The €28m bill racked up on pay, allowances and expenses for our city and county councillors last year might not seem a lot in the grand scheme of things.

But at a time when every penny counts, spending money on foreign junkets doesn't send out the right signal.

It's all about perception. No matter how much work these unsung heroes supposedly do, the fact that some travelled to more than 24 countries over the course of last year shows how out of touch they are.

Little has changed in the six years since the Irish Independent first began highlighting the issue of generous, often unvouched, payments made to our 883 part-time city and county councillors.

Granted, their salaries have slightly reduced in that time, while upper limits have been placed on how much can be spent on conferences.

But every year, without fail, there are examples of spending that raise an eyebrow and suggest that local democracy needs the equivalent of the troika to go in and make some changes.

The payments outlined in the Irish Independent today cover all of 2011 -- the same year we learnt we would have to pay a €100 household charge to shore up councils' creaking coffers and protect local services.

There's no doubt that some of that money will be funnelled into further payments to our elected representatives.

It's hard not to be cynical about a system that sees fit to pay for websites, foreign travel and week-long conference junkets at home at a time when the country is on its knees.

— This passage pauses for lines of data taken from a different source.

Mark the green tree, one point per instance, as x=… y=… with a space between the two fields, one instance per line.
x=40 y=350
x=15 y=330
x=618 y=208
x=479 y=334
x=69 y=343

This nonsense makes it near-impossible for genuine local representatives, of which there are many, to combat the cynicism around local politics.

One such politician spoke to this newspaper, on condition of anonymity, about the abuse of the system.

They cited examples of colleagues signing into conferences to claim their expenses, but not staying.

Others were driving to far corners of the country to claim the mileage, having a cup of tea and returning home.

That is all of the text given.